In Kretsinger Real Estate Co. et al. v. Amerisure Ins. Co.
, American Central Transport Inc. (ACT) planned to build a parking lot in Clay County, Missouri. Kretsinger and ACT hired Triad Construction to construct the parking lot. Triad subcontracted with City Cement to supply labor and material. City Cement purchased concrete from Fordyce Concrete. Construction was completed in February 2007. In May 2008, Kretsinger and ACT became aware that the parking lot was beginning to crumble, crack and deteriorate.
Kretsinger and ACT filed suit against Triad and City Cement asserting various claims.

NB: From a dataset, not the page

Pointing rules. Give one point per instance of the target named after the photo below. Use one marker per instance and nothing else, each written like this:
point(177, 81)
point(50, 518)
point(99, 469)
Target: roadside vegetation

Following a bench trial in 2013, the court entered judgment in favor of Kretsinger and ACT and against Triad on the negligent supervision and breach of contract counts and in favor of Triad against Kretsinger and ACT on the negligence in design, negligent misrepresentation and breach of professional contract counts.

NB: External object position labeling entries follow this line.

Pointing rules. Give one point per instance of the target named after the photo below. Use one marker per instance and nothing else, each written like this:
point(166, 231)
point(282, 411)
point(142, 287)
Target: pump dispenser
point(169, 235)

The court found that the concrete that City Cement purchased from Fordyce was defective at the time it was purchased and installed. The court also found that the deterioration of the concrete was not reparable and the only viable option was removal and replacement of the concrete. The court awarded Kretsinger and ACT a total of over $3.3 million dollars in damages, plus over $2 million dollars in prejudgment interest.
In 2014, Kretsinger and ACT (collectively, Judgment Creditors) filed a petition for equitable garnishment under Section 379.200, RSMo against Triad and its CGL insurer, Amerisure. A bench trial followed.
The trial court entered judgment in 2015 in favor of Amerisure and against Judgment Creditors. The trial court concluded that Judgment Creditors did not meet their burden of establishing coverage under the policies and also that Amerisure did meet its burden to establish that the “your product” exclusion applied to defeat coverage. The trial court concluded that the Judgment Creditors failed to offer substantial evidence of property damage within the policy period or that the damages awarded constituted an “occurrence” covered by the policies of insurance and lastly, that the claims of Judgment Creditors are barred by the “your product” policy exclusion. The court first set out the elements of the burden of proof on an equitable garnishment claim.
The Missouri Court of Appeals Western District held that the insurance policies applied to “property damage” only if it occurred during the policy period, and that the policy defined that term which included in the definition that property damage is physical injury to tangible property, including loss of use, which “shall be deemed to occur at the time of the physical injury that caused it” or loss of use of tangible property not physically injured which is deemed to occur “at the time of the occurrence that caused it.” The Judgment Creditors asserted the property damage occurred in June 2008 when the crumbling, cracking and deterioration manifested itself, not in March 2007 when the defective concrete was installed. However, the appellate court found that for an event to be a covered occurrence, the time of first actual damage must be within the effective dates of the policy. In the case of progressive damage, coverage issues are determined at the time the initial property damage occurs, even if the damage is not apparent until later.
The court found that Judgment Creditors were injured in fact on March 1, 2007, when City Cement finished installing the defective concrete. Even Judgment Creditors’ expert testified in the underlying case that once the defective concrete was installed in March 2007, the only repair would have been to remove and replace the concrete. Because Amerisure’s policy did not commence until August 1, 2007, the court correctly concluded that there was no “property damage” within any Amerisure policy period. The court also found that the Insured’s expert was in all relevant aspects nothing more than corroborative of testimony offered by Judgment Creditors' expert. Both experts ultimately concluded that the concrete was defective at the time of installation and was irreparable short of removal and replacement.
The trial court’s judgment in favor of Amerisure Insurance was affirmed on appeal.